REPUBLIKA.CO.ID, JAKARTA -- Aksi demonstrasi telah diadakan di beberapa negara Muslim dalam beberapa pekan terakhir, sebagai tanggapan atas serangkaian penodaan dan pembakaran Alquran di Swedia dan Denmark. Negara-negara Muslim dengan cepat menanggapi insiden itu dengan memanggil duta besar negara terkait untuk menyampaikan protes.
Iran juga memanggil duta besar Swedia, sementara Irak mengusir duta besar Swedia. Di Baghdad, ratusan orang mencoba menyerbu Zona Hijau, yang menjadi area kedutaan asing dan pusat pemerintahan Irak.
Mengapa umat Islam menentang pembakaran Alquran?
Alquran adalah kitab suci Islam. Alquran bukan hanya sekadar buku tetapi firman Tuhan yang literal. Umat Islam memperlakukan Alquran dengan sangat hormat.
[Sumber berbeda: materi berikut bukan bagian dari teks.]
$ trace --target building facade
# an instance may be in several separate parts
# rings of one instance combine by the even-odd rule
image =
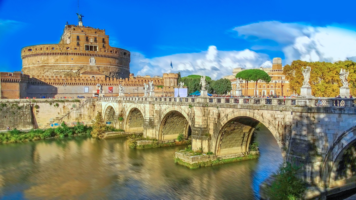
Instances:
[[[248,85],[243,82],[238,81],[235,76],[239,72],[244,70],[243,68],[234,69],[232,72],[233,75],[225,76],[225,78],[230,79],[231,83],[231,90],[230,94],[237,95],[237,90],[240,85],[242,90],[242,94],[244,96],[267,96],[274,95],[275,93],[279,96],[290,96],[293,94],[289,89],[289,82],[286,79],[286,76],[283,75],[283,67],[282,66],[282,59],[281,58],[274,58],[273,60],[272,68],[261,68],[268,74],[271,77],[271,81],[267,83],[262,80],[259,80],[257,83],[257,88],[256,88],[256,82],[250,81]],[[232,77],[232,78],[229,79]]]
[[[128,78],[130,52],[110,46],[109,41],[105,29],[66,24],[58,44],[21,49],[22,71],[33,76],[67,77],[96,71],[110,77]]]

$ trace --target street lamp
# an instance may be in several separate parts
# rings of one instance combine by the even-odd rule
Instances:
[[[242,80],[242,79],[240,79],[240,88],[242,88],[242,84],[243,83],[244,83],[244,81]],[[241,96],[242,96],[242,90],[241,90]]]
[[[277,86],[277,81],[274,81],[274,96],[277,96],[277,95],[276,94],[276,88]]]

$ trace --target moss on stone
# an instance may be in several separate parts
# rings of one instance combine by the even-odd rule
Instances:
[[[157,147],[171,147],[172,146],[177,146],[178,145],[183,145],[184,144],[190,144],[190,140],[183,140],[180,142],[177,141],[174,142],[168,142],[167,143],[159,143],[159,141],[155,141],[153,143],[149,144],[141,144],[136,147],[137,149],[149,149]]]
[[[233,162],[237,162],[242,160],[255,159],[258,158],[258,156],[259,154],[252,155],[250,154],[247,156],[242,157],[228,158],[227,159],[217,159],[215,160],[209,160],[207,161],[202,161],[192,164],[185,162],[180,158],[176,158],[174,159],[174,162],[182,165],[184,165],[190,169],[195,169],[202,167],[208,167]]]

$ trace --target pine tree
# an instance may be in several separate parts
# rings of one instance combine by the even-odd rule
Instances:
[[[95,120],[91,121],[93,123],[93,130],[90,132],[91,136],[95,137],[102,137],[105,132],[106,125],[104,123],[103,116],[99,112],[98,113]]]

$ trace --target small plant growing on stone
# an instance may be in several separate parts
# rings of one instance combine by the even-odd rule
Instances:
[[[90,132],[91,136],[95,137],[102,137],[106,129],[106,125],[104,123],[103,116],[100,112],[98,113],[95,120],[91,121],[93,124],[93,130]]]
[[[269,195],[271,199],[300,199],[307,189],[305,182],[296,176],[300,166],[289,162],[283,163],[272,183]]]
[[[178,135],[178,136],[177,137],[177,140],[178,141],[182,141],[184,140],[185,139],[185,137],[184,137],[183,133],[179,133]]]
[[[256,151],[258,150],[258,143],[255,142],[252,144],[250,144],[248,147],[250,151]]]

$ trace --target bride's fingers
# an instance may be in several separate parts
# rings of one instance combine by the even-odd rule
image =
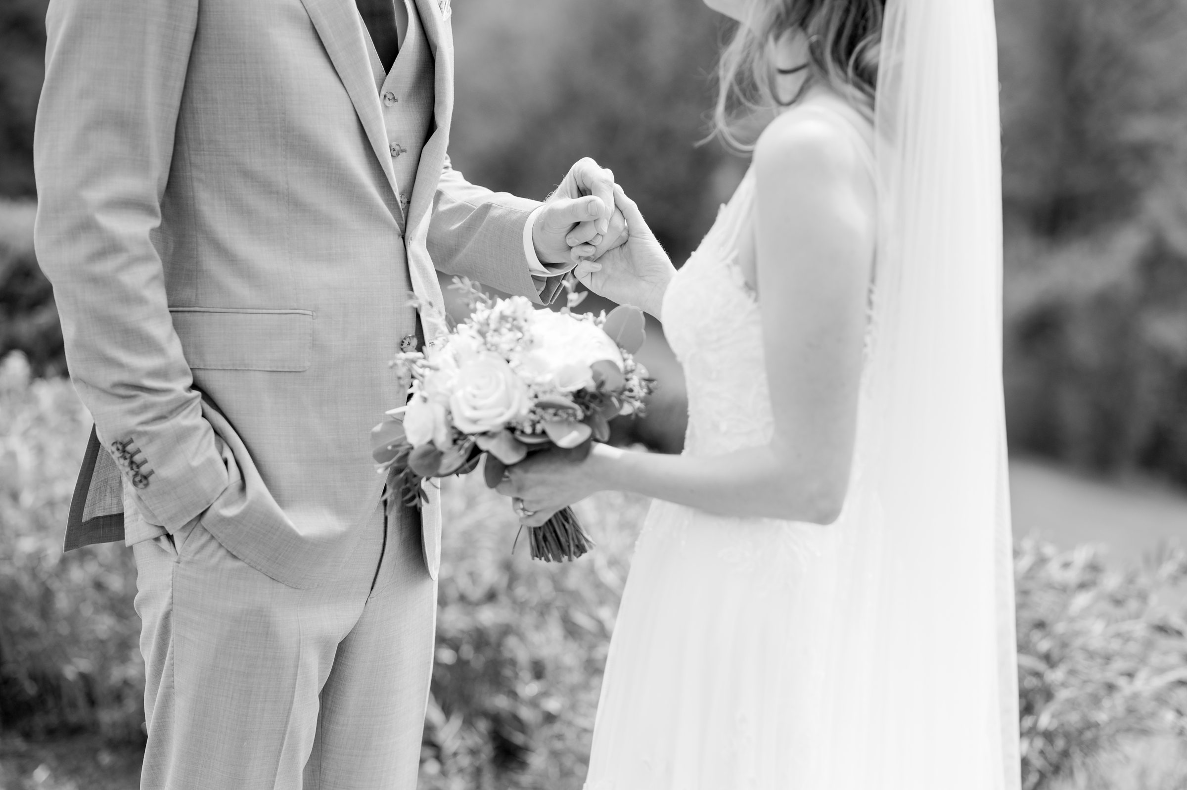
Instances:
[[[597,253],[597,247],[595,247],[594,245],[579,245],[577,247],[570,248],[569,260],[580,265],[583,263],[586,263],[586,260],[592,258],[596,253]]]
[[[573,270],[573,276],[577,277],[577,279],[579,279],[583,283],[585,283],[585,279],[590,274],[592,274],[594,272],[599,272],[599,271],[602,271],[602,264],[598,264],[598,263],[592,261],[592,260],[583,260],[579,264],[577,264],[577,268]]]
[[[647,220],[643,219],[643,213],[639,210],[639,204],[627,197],[627,192],[618,184],[614,185],[614,204],[627,219],[627,229],[630,233],[642,235],[650,232],[650,228],[647,227]]]

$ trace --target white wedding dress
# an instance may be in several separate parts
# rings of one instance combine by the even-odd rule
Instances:
[[[794,112],[830,120],[872,168],[852,110],[815,101]],[[750,170],[664,298],[687,383],[686,455],[762,445],[774,430],[758,302],[737,263],[754,192]],[[798,786],[827,670],[818,634],[830,529],[653,504],[614,630],[586,790]]]

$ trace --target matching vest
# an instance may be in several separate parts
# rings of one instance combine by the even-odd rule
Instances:
[[[420,152],[432,133],[436,63],[429,48],[429,39],[425,37],[425,29],[420,24],[417,5],[411,0],[395,0],[395,2],[404,2],[408,11],[408,30],[392,70],[383,72],[383,64],[369,36],[367,49],[375,75],[375,89],[383,108],[388,154],[395,168],[401,210],[399,222],[402,230],[408,201],[412,200],[417,166],[420,164]]]

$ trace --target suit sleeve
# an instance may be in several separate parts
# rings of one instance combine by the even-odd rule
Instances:
[[[446,274],[551,302],[561,278],[533,276],[523,242],[525,226],[539,206],[469,183],[446,157],[429,225],[429,254]]]
[[[198,0],[52,0],[37,112],[37,258],[66,362],[144,517],[173,531],[227,487],[173,331],[158,247]]]

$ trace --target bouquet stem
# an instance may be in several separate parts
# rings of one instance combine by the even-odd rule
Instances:
[[[532,558],[545,562],[576,560],[594,548],[577,514],[569,507],[557,511],[540,526],[528,527]]]

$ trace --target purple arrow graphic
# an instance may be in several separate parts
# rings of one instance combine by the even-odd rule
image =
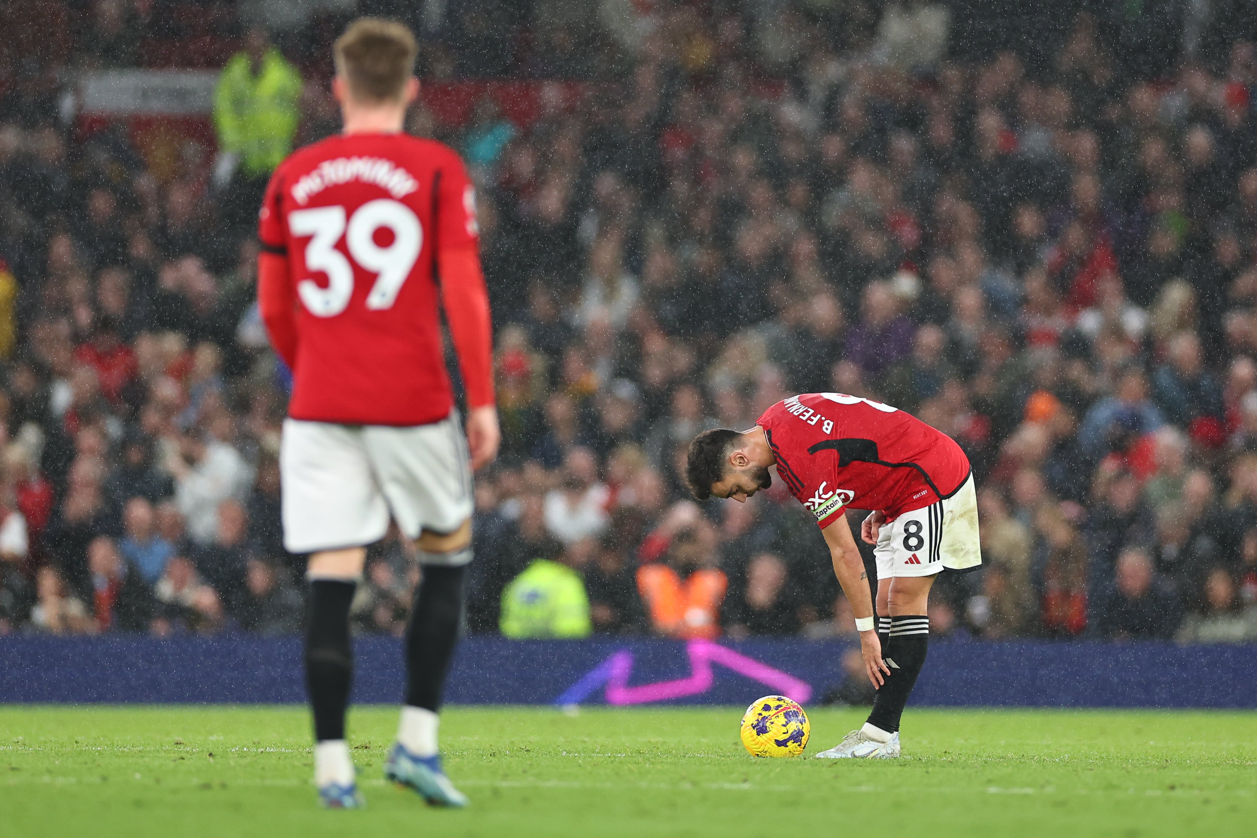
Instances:
[[[685,645],[685,651],[690,656],[691,667],[688,678],[631,687],[628,686],[628,676],[632,673],[632,652],[623,650],[605,660],[572,685],[567,692],[558,697],[556,704],[581,704],[603,683],[607,685],[607,704],[612,705],[651,704],[700,695],[710,690],[715,680],[711,672],[713,663],[719,663],[738,675],[759,681],[799,704],[812,697],[812,687],[806,681],[786,675],[781,670],[774,670],[745,655],[739,655],[732,648],[709,641],[690,641]]]

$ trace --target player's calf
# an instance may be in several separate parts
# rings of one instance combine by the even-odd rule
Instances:
[[[417,547],[422,579],[406,627],[406,704],[385,775],[430,804],[464,807],[466,798],[440,765],[437,711],[461,629],[470,521],[450,534],[424,533]]]
[[[353,678],[349,604],[356,588],[352,579],[310,579],[305,685],[314,714],[314,783],[323,804],[332,808],[361,804],[344,740],[344,714]]]

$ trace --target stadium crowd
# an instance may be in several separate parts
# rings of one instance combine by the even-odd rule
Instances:
[[[1257,641],[1257,48],[1145,78],[1087,15],[1031,65],[949,59],[940,5],[845,40],[738,8],[654,4],[528,126],[412,114],[479,183],[497,328],[469,631],[852,632],[779,484],[681,479],[694,433],[837,391],[974,465],[984,569],[936,636]],[[285,142],[334,131],[326,80]],[[195,144],[158,176],[52,84],[0,92],[0,633],[294,632],[240,181]],[[416,574],[375,545],[357,627],[400,633]]]

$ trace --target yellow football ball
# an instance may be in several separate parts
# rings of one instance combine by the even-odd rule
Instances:
[[[811,732],[803,707],[786,696],[764,696],[742,716],[742,744],[755,756],[798,756]]]

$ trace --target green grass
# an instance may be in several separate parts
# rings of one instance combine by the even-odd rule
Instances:
[[[396,711],[353,711],[368,808],[323,812],[298,707],[0,706],[0,835],[1252,835],[1257,714],[909,710],[904,756],[743,751],[740,709],[447,709],[471,808],[385,785]]]

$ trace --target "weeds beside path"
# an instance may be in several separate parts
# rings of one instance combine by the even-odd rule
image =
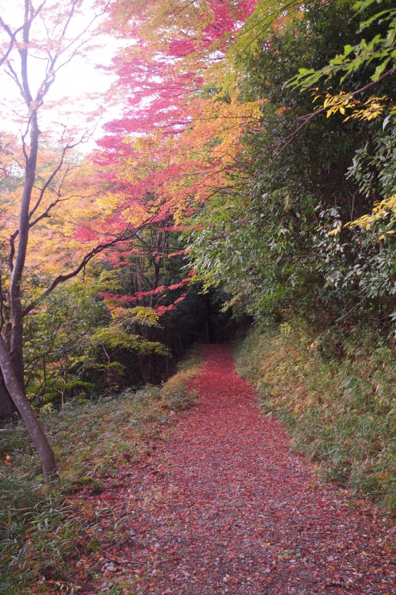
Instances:
[[[94,592],[396,594],[392,525],[317,483],[282,427],[260,414],[227,346],[206,348],[194,388],[199,405],[87,503],[106,503],[124,536],[100,560]]]

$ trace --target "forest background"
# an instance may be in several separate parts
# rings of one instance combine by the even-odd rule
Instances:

Umat Muslim percaya bahwa Alquran telah dilestarikan dalam bentuk aslinya sejak diturunkannya sekitar 1.400 tahun yang lalu. Dengan demikian, bagi umat Islam pembakaran Alquran merupakan penodaan kitab suci dan tindakan yang tidak dapat diterima.
“(Pembakaran Alquran) ini adalah penghinaan terhadap iman dan keyakinan umat Islam, tetapi yang lebih disayangkan adalah penghinaan terhadap kesucian populasi besar ini terjadi dengan kedok melindungi kebebasan,” Abbas Salimi Namin, seorang Sarjana yang berbasis di Teheran, dilansir Aljazirah, Senin (31/7/2023).
Umat Muslim menghormati Nabi Muhammad sebagai utusan Tuhan yang terakhir. Menghina atau menggambarkan Nabi Muhammad dengan cara yang tidak sopan dianggap sebagai pelanggaran berat bagi umat Islam.
Sementara Masjid adalah tempat ibadah dan dianggap sebagai ruang suci. Segala bentuk vandalisme, penodaan, atau penghinaan terhadap masjid sangat menyinggung umat Islam, seperti halnya sebagian besar agama lain dan tokoh suci atau tempat ibadah mereka.
Kejahatan Kebencian
Muslim merupakan minoritas di negara-negara Eropa Barat, dan mayoritas berasal dari latar belakang non-kulit putih. Beberapa Muslim percaya bahwa penargetan dan penodaan terhadap simbol-simbol suci Islam adalah bukti kebencian yang lebih luas terhadap Muslim dan didorong oleh kelompok sayap kanan Eropa.
Kelompok sayap kanan menyerukan untuk mengakhiri imigrasi dari negara-negara Muslim dan mengusir warga Muslim. Langkah ini sebagai bagian dari teori konspirasi bahwa Muslim akan menggantikan penduduk asli Eropa.
Salah satu tokoh utama di balik pembakaran Alquran di Swedia adalah seorang Kristen Irak. Banyak orang percaya ada upaya dari kelompok sayap kanan untuk menciptakan ketegangan komunal di Eropa antara non-Muslim dan Muslim.
Bagaimana reaksi negara-negara Muslim terhadap pembakaran Alquran?
Negara-negara Muslim, termasuk Iran dan Pakistan, mengatakan penodaan Alquran sama dengan hasutan kekerasan dan menyerukan pertanggungjawaban. Di beberapa negara, ribuan orang turun ke jalan untuk mengutuk pembakaran tersebut.
“Tampak bagi saya bahwa dengan memprotes pembakaran Alquran, umat Islam sebenarnya mendefinisikan kembali apa itu cinta dan juga akal,” kata Irfan Ahmad, seorang profesor antropologi di Universitas Ibnu Haldun di Istanbul.
"Seperti yang kita ketahui, pembakaran Alquran ini bukan kebebasan berekspresi, tetapi merupakan tindakan kebencian dan tidak masuk akal," ujar Ahmad.
Pada Juli, mosi diajukan ke badan hak asasi manusia PBB sebagai tanggapan atas pembakaran Alquran di Swedia. Mosi tersebut meminta negara-negara untuk meninjau undang-undang mereka dan menutup celah yang dapat menghalangi pencegahan serta penuntutan tindakan dan advokasi kebencian agama.